HONG KONG: What's changed in Hong Kong since Britain handed the territory over to Beijing 10 years ago? I have tried avoiding this question, put by almost every visitor since July 1997. But with the 10th anniversary approaching, maybe it's time for some random thoughts from a resident who has lived here since 1973.
First a word of caution. It is always assumed that Hong Kong must have changed enormously since Beijing took charge. To me, though, the city has mostly just gotten bigger. Its money-making, high-rise, noisy, and sometimes uncouth nature has not changed.
By contrast, most urban centers in this part of the world have changed beyond recognition. China is the extreme case; its Mao-era cities were an unnatural, political aberration, like Pyongyang is today. But for organic urban development it would be hard to beat Kuala Lumpur. Bangkok is not far behind and Jakarta, too, has been transformed. Seoul and Taipei have acquired state-of-the-art subway systems. Only Manila has visibly deteriorated.
By comparison, Hong Kong has hardly changed at all, although pollution here has grown dramatically worse as the city chokes on the smoke from Guangdong's factories and the fumes from its incredibly profitable coal-burning power plants. There is nothing new about these monopolies, nor is there much new about Hong Kong's power structure. The same families — with vast wealth derived from property or banking — rule the roost even more surely than they did a decade ago, their claws now deeply implanted in the local bureaucracy and their tentacles stroking the Chinese Communist Party's favored sons.
Looking back on life here since 1997, some themes recur. Back then I remarked on the record sale of a plot of residential land in Repulse Bay across the road from my apartment. Only very recently was that value surpassed. To add a twist to the story, that building, on which approximately $1.2 billion has now been spent, remains unoccupied. Is that a sign of untold wealth? Or untold stupidity? Who knows? Hong Kong has always had people richer than they seem — and not as rich as they like to appear.
Property prices remain the talk of the town as 2007 sees the possible completion of a cycle. Prices, which peaked around the time of the handover and then fell 50 percent or so to a nadir around 2001, are now mostly back or above the previous peaks.

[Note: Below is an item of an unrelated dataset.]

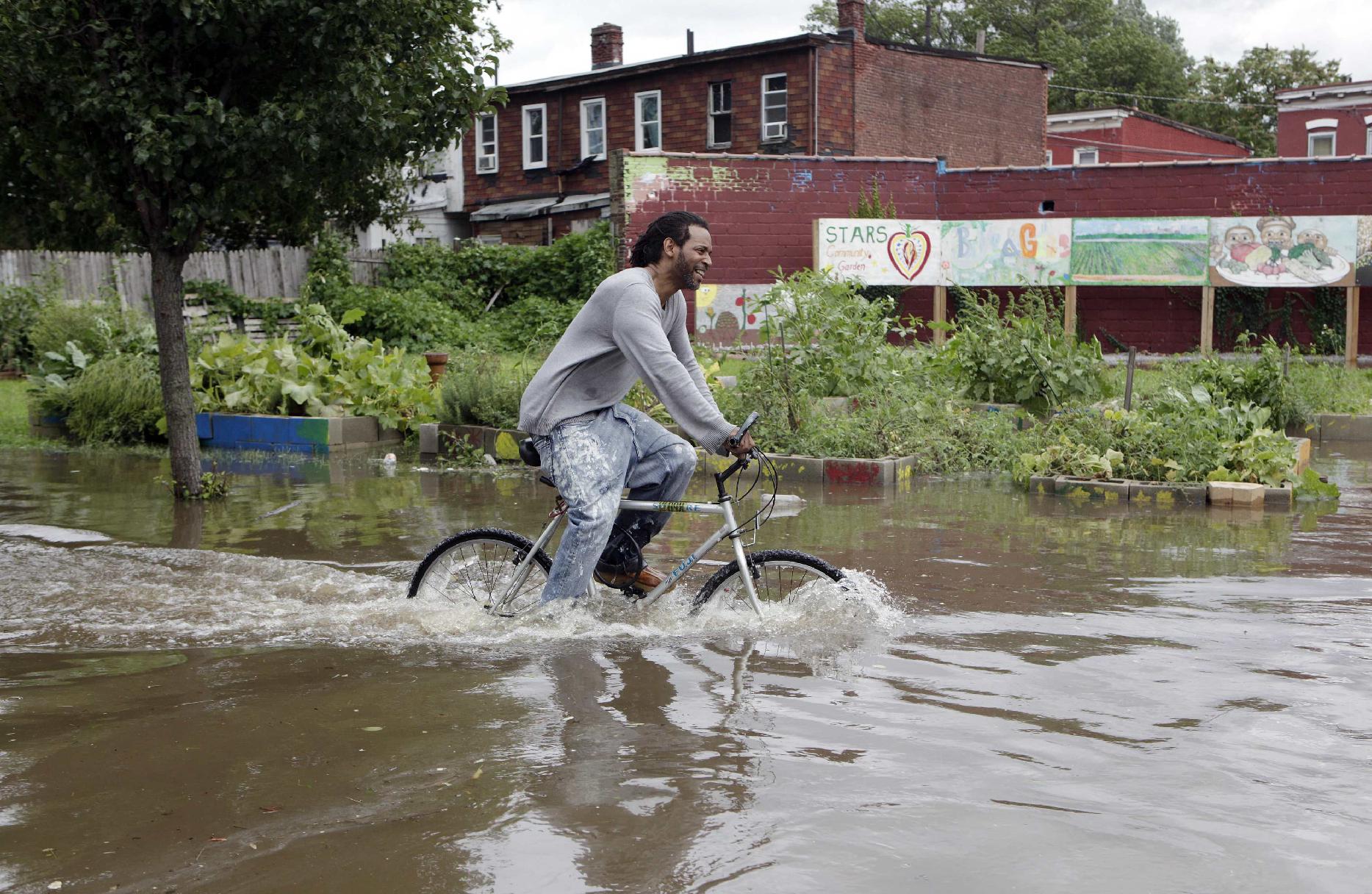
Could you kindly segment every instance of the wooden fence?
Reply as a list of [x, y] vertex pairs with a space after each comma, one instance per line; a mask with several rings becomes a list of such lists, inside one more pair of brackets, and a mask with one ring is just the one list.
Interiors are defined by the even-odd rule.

But there is far less sense of euphoria.
The People's Liberation Army is almost invisible in its barracks, but Beijing's shadow lies across the government. Frustrated by the narrow political power base and official focus on closer relations with the mainland, the sense of Hong Kong identity has been growing. It is no longer a city of refugees from the mainland, but retains an acute sense of its difference. More people can speak Mandarin, but Cantonese is as entrenched as ever and traditional Chinese characters have not been replaced by the Communists' simplified writing.
Hong Kong, however, is conscious that it has slipped in the league of Chinese cities. And it may be noting that its official obsession with mainland relations is slowly but remorselessly reducing its international character. The city's government touts Hong Kong as "Asia's world city." But the world used to assume that it was already that without needing to be told.
More threatening to Hong Kong's international image are the eroding standards of English, inward-looking institutions, rising ethnic chauvinism and a particular prejudice against brown Asians, including the locally born. Leadership by professional bureaucrats with no international exposure does not help, and the pull of the mainland has weakened links with Southeast Asia and Japan.
But Hong Kong still remains a very open, free-wheeling place, with people from such unlikely spots as Cameroon and Brazil.
One great expatriate event still thrives — the international Rugby Sevens tournament. In 1997 many saw it as a last hurrah for its largely Western crowds. Yet it is still the only sporting event regularly to fill the Hong Kong stadium. The British military bands are long gone, but, next month, the bands of the Hong Kong police, complete with bagpipes, will still be playing the same music to another sell-out crowd.
And just down the road the statue of Queen Victoria stands unmolested in the park that bears her name.